2 - Il Collegio ritiene di dovere prioritariamente esaminare,
per ragioni di ordine logico, i ricorsi in appello proposti
dai sigg. Marco Molteni e Ivana Porro.
3 - L’eccezione di inammissibilità dell’originario ricorso
per pretesa carenza di specificità dei motivi di gravame
dedotti dalla sig.ra Barbavara di Gravellona, disattesa
dal TAR e ribadita dall’appellante Molteni nel presente
grado del giudizio, è infondata.
Correttamente il giudice di primo grado ha, infatti, dichiarato
ammissibile il ricorso, in quanto recante l’indicazione
dei vizi denunciati, l’indicazione del numero delle schede
contestate e l’indicazione delle specifiche sezioni elettorali
cui le schede si riferivano.
4 - Nel merito gli appelli sono fondati e ciò esime il Collegio
dall’esame della censura di violazione della domanda - avendo
il TAR riconosciuto la nullità di un numero di schede diverso
rispetto a quello indicato per le varie sezioni dalla ricorrente
- che l’appellante Molteni rivolge alla sentenza impugnata,
anche perchè la sua eventuale fondatezza non sarebbe risolutiva
della controversia.
5 - Il TAR ha affermato che erano stati indebitamente assegnati
alla lista n. 1 “Liberi per Montorfano” sei voti contenuti
“in schede non recanti voto di lista o per il candidato
sindaco ovvero in scheda recante segni di riconoscimento”.
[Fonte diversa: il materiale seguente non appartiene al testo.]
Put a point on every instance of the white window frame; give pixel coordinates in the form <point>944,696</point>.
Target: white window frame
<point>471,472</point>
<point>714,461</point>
In particolare ha precisato:
a) - che nella documentazione delle schede valide della
I sezione elettorale e in quella della III sezione erano
state rinvenute, rispettivamente, una e quattro schede le
quali non contenevano alcun crocesegno sul simbolo della
lista e recavano, invece, la scritta “Marco Molteni” sulla
riga riservata all’indicazione delle preferenze per i candidati
consiglieri comunali di detta lista;
a.a.) - che tali schede non potevano essere apprezzate come
recanti voti per la lista n. 1 e, quindi, per il candidato
sindaco Molteni Marco, non contenendo alcuna espressione
di voto per il candidato sindaco, lasciando semmai intendere
che gli elettori non volessero il sig. Marco Molteni come
sindaco, ma come consigliere comunale e che, pertanto, non
avessero l’intento di votarlo come candidato sindaco;
b) - che nella documentazione delle schede valide della
III sezione elettorale era stata rinvenuta una scheda recante
crocesegno sull’emblema della lista n. 1 e, sulla riga riservata
alla votazione dei candidati consiglieri, l’indicazione
del cognome del candidato Balzaretti scritta in corsivo
e con la “i” finale terminante con uno svolazzo;
b.b) - che tale scheda doveva essere ritenuta nulla, in
quanto la scrittura in corsivo con lo svolazzo finale costituiva
chiaro segno di riconoscimento.
In conclusione, dovendo essere sottratti sei voti dai 462
conseguiti dal candidato sindaco Molteni, risultava vincitrice
della competizione elettorale, con 460 voti, la sig.ra Elena
Maria Barbavara di Gravellona, che veniva, pertanto, proclamata
eletta.
6 - Le argomentazioni del giudice di primo grado non possono
essere condivise.
Infatti, quanto al punto sub a) - tenuto conto che la giurisprudenza
in materia è nel senso che la lettura delle disposizioni
concernenti le modalità di espressione del voto non deve
essere meramente formalistica, in quanto se così fosse si
porrebbe in contrasto con il principio di salvaguardia del
voto, in virtù del quale la volontà dell’elettore non può
essere valutata in maniera oggettiva, ma deve essere vagliata
anche sotto un profilo soggettivo - il Collegio ritiene
che sia irrilevante l’irregolarità costituita dalla mancanza
di crocesegno sul simbolo e dalla trascrizione del nome
del candidato sindaco nello spazio espressamente riservato
alla preferenza dei consiglieri, non costituendo la stessa
inequivocabile prova della volontà di farsi riconoscere,
ma semmai, contrariamente a quanto ha ritenuto il TAR e,
nella specie, anche in considerazione delle ipotizzabili
condizioni socio culturali della ristretta collettività
chiamata ad esprimere il voto (poco più di 2.000 elettori,
come si evince dai verbali delle operazioni elettorali),
un chiaro segno di rafforzamento dell’intenzione dell’elettore
di attribuire il voto al candidato sindaco.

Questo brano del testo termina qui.